Senate must decide on live testimony
Impeachment trial resumes Thursday
February 3, 1999
WASHINGTON (AllPolitics, February 3) -- When President Bill Clinton's impeachment trial resumes Thursday, senators must decide whether to call Monica Lewinsky, Vernon Jordan and Sidney Blumenthal to testify in person, or move ahead based on what the senators have gleaned from the public record and this week's closed-door depositions.
House prosecutors, led by Rep. Henry Hyde, want Lewinsky, Jordan and Blumenthal to testify. But some senators who have reviewed Lewinsky's videotaped deposition say they see no need for live testimony from her.
The impeachment trial is set to get under way again at 1 p.m. EST, after a one-week break. Last week, senators approved a schedule for taking more testimony from Lewinsky, Jordan and Blumenthal, and then recessed. Thursday will be Day 15 of the proceedings, with the Senate still trying to move to a final vote by February 12.
The other issue before the senators will be whether to make public the latest testimony of Lewinsky, Jordan and Blumenthal -- either transcripts or the videotapes themselves.
Beyond these questions, senators are still looking for a way to bring the trial to a conclusion. It would take 67 votes to convict and remove Clinton, and based on a January 28 vote in which 44 senators voted to dismiss the charges, most senators appear convinced the Senate never will vote to throw Clinton out of office.
Still, senators from both parties say they are troubled by Clinton's behavior in the Lewinsky affair, and fear that the Clinton White House would seize on an acquittal as a complete exoneration -- and reason to celebrate.
Spurred by that, senators are discussing at least two alternatives to a simple acquittal of Clinton on the perjury and obstruction of justice charges.
First, the Senate could vote to adjourn the trial and approve a sharply worded statement of Clinton's misdeeds, a proposal touted by Sen. Orrin Hatch of Utah as "adjournment-plus."
Hatch, interviewed Wednesday on CNN's "Early Edition," said the statement would say that Clinton lied under oath and obstructed justice.
"So my suggestion is, rather than allow him to go out claiming an exoneration, adjourn with findings that basically say that he lied under oath, he committed obstruction of justice and recognize the House vote on impeachment as the highest form of condemnation under the circumstances," Hatch said.

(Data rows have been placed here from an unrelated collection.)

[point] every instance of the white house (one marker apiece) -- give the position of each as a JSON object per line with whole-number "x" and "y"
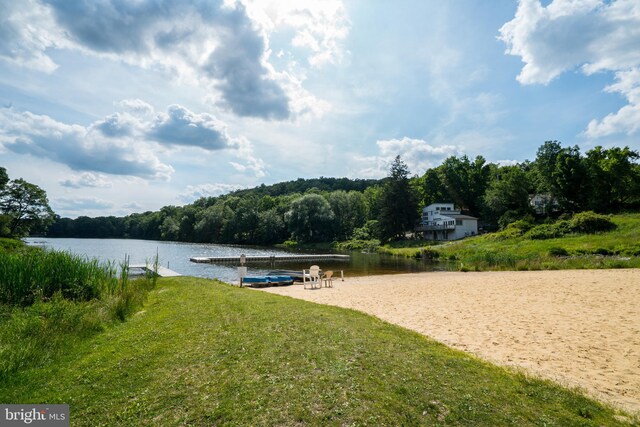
{"x": 442, "y": 221}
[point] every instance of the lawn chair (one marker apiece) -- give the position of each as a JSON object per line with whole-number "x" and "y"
{"x": 313, "y": 275}
{"x": 327, "y": 279}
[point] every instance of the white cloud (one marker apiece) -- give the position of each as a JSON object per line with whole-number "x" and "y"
{"x": 86, "y": 179}
{"x": 179, "y": 126}
{"x": 122, "y": 144}
{"x": 418, "y": 154}
{"x": 27, "y": 30}
{"x": 80, "y": 148}
{"x": 247, "y": 161}
{"x": 320, "y": 27}
{"x": 205, "y": 43}
{"x": 627, "y": 119}
{"x": 590, "y": 35}
{"x": 72, "y": 207}
{"x": 136, "y": 107}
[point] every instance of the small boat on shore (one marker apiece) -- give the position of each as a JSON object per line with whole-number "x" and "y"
{"x": 296, "y": 275}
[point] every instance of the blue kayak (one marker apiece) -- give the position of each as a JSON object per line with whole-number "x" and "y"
{"x": 267, "y": 280}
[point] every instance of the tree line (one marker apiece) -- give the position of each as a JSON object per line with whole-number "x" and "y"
{"x": 604, "y": 180}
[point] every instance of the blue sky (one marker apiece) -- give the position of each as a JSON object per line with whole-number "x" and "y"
{"x": 116, "y": 107}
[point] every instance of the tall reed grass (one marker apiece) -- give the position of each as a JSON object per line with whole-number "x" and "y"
{"x": 50, "y": 300}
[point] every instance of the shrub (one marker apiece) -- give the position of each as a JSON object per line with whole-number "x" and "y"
{"x": 557, "y": 251}
{"x": 590, "y": 222}
{"x": 543, "y": 231}
{"x": 428, "y": 253}
{"x": 523, "y": 225}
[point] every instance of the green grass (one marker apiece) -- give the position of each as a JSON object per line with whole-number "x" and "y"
{"x": 26, "y": 276}
{"x": 206, "y": 353}
{"x": 506, "y": 250}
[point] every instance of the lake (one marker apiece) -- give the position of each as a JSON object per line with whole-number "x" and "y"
{"x": 176, "y": 255}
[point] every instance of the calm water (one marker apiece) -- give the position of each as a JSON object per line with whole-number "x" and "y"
{"x": 175, "y": 256}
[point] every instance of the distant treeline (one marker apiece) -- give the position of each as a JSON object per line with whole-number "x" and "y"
{"x": 604, "y": 180}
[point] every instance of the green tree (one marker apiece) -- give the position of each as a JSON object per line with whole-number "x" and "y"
{"x": 545, "y": 165}
{"x": 398, "y": 205}
{"x": 26, "y": 207}
{"x": 431, "y": 188}
{"x": 271, "y": 228}
{"x": 349, "y": 210}
{"x": 613, "y": 177}
{"x": 310, "y": 219}
{"x": 466, "y": 182}
{"x": 570, "y": 181}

Second, the Senate could approve so-called "findings of fact" that outline Clinton's misdeeds, then move to a vote on the two articles of impeachment.
Senate Republicans have drafted two versions of a formal declaration that says Clinton "willfully provided false and misleading testimony" to a grand jury last summer, according to congressional sources.
One of the documents that Republicans are laboring over also says Clinton engaged in a course of conduct designed to "alter, delay, impede, cover up and conceal the existence of evidence and testimony" in the sexual harassment lawsuit that Paula Jones filed against him.
The White House has dismissed the "findings of fact" idea, saying the only options available to the Senate are to convict or acquit.
Democratic officials want any censure of Clinton to occur outside the trial. Republicans want it voted on as part of the proceedings, in part to blunt any claims by the White House that the entire impeachment proceedings were a partisan effort by Republicans.
Republicans met behind closed doors Wednesday afternoon to discuss the alternatives.